I set out to smoke my first venison neck roast in my Masterbuilt on Christmas eve.  I started by warming up my smoker to 275 degrees for an hour.  Meanwhile I rubbed down my neck roast with Lipton onion soup mix and beef bullion paste.  After my smoker was warm I placed my neck roast in the smoker on the bottom rack below a few racks of ribs and set smoker at 230.  I used a mix of apple and hickory and
	

		
			
		

		
	







	

		
			
		

		
	
 smoked for six hours and placed it in a foil pan with beef broth, Lipton onion soup mix and red wine.  Then,  covered the pan for another six hours.

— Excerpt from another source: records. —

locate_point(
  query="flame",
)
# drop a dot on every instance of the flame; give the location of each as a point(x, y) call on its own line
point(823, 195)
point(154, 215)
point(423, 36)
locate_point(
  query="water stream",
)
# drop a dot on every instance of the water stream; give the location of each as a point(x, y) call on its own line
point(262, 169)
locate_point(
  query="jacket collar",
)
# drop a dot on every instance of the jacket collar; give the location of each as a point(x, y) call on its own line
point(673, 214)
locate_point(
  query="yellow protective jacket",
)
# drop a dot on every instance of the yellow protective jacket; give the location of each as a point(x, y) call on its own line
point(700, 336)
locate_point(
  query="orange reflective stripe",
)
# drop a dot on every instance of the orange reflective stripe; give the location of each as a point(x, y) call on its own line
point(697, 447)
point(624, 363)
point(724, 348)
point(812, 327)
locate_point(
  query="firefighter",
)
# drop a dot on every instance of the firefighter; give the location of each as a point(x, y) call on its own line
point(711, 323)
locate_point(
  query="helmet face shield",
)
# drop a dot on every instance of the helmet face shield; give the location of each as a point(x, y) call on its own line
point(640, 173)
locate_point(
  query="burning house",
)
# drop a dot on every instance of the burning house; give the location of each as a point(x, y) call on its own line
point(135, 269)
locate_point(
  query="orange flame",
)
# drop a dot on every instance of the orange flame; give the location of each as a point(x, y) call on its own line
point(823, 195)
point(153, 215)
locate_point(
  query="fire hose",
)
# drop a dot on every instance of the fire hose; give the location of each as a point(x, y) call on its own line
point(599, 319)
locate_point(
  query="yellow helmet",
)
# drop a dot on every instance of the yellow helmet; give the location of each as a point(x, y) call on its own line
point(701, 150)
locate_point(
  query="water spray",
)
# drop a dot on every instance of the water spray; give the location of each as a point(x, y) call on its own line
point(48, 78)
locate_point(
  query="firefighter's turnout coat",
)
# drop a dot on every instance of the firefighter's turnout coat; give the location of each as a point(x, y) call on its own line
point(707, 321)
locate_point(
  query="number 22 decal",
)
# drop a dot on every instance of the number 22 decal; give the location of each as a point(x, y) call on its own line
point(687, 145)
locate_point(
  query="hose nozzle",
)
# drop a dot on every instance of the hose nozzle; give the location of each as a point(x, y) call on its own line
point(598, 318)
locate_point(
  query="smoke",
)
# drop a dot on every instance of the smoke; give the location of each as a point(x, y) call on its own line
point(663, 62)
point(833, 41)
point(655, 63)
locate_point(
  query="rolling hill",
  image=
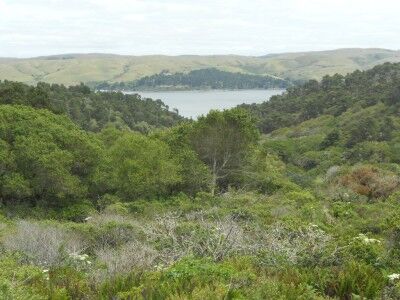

Fall off the bone awesome.  Shredded it up for smoked cheese neck sandwiches.


----------



## SmokinAl (Dec 26, 2017)

That looks delicious!
I bet the sammies were fantastic!
Al


----------



## wrestler75 (Dec 26, 2017)

smokinal said:


> That looks delicious!
> I bet the sammies were fantastic!
> Al


----------



## wrestler75 (Dec 26, 2017)

Not one bite left.  My in-laws didn't even know it was venison.


----------



## motocrash (Dec 26, 2017)

No easy feat.Wonderful outcome!


----------



## azbohunter (Dec 26, 2017)

Looks awesome, I have a couple in the freezer that I usually save for burros, I might have to try this!


----------



## crazymoon (Dec 27, 2017)

W75, Nice smoke on the neck, the meat looks delicious!


----------



## yankee2bbq (Dec 27, 2017)

That looks good!  I gotta try your recipe.  I have a deer neck recipe for the crock pot that  uses the onion soup mix too, but whole lot other stuff, like mushroom soup mix, celery soup mix and a can of diced tomatoes.


----------



## chilerelleno (Dec 27, 2017)

Oh hell yeah!
That there looks absolutely righteous and delicious, nice cook.
*Like*

Too many people actually leave the neck, crazyness, just like not eating the heart/liver.


----------



## tallbm (Dec 27, 2017)

Great work!

I usually have to leave necks behind.  Not enough space in the cooler for necks when we bring back 5-8 animals.

Also our TX deer are small in the bodies compared to deer as you move north in the country.
Not much on the necks for 90-100 pound deer, but the dogs, buzzards, and feral pigs have no problem with em :)


----------



## smokeamotive (Dec 27, 2017)

Never done a neck before! Gonna have to try it the next time I stick one!


----------



## pc farmer (Dec 27, 2017)

I have a neck in the freezer, gonna try this.


----------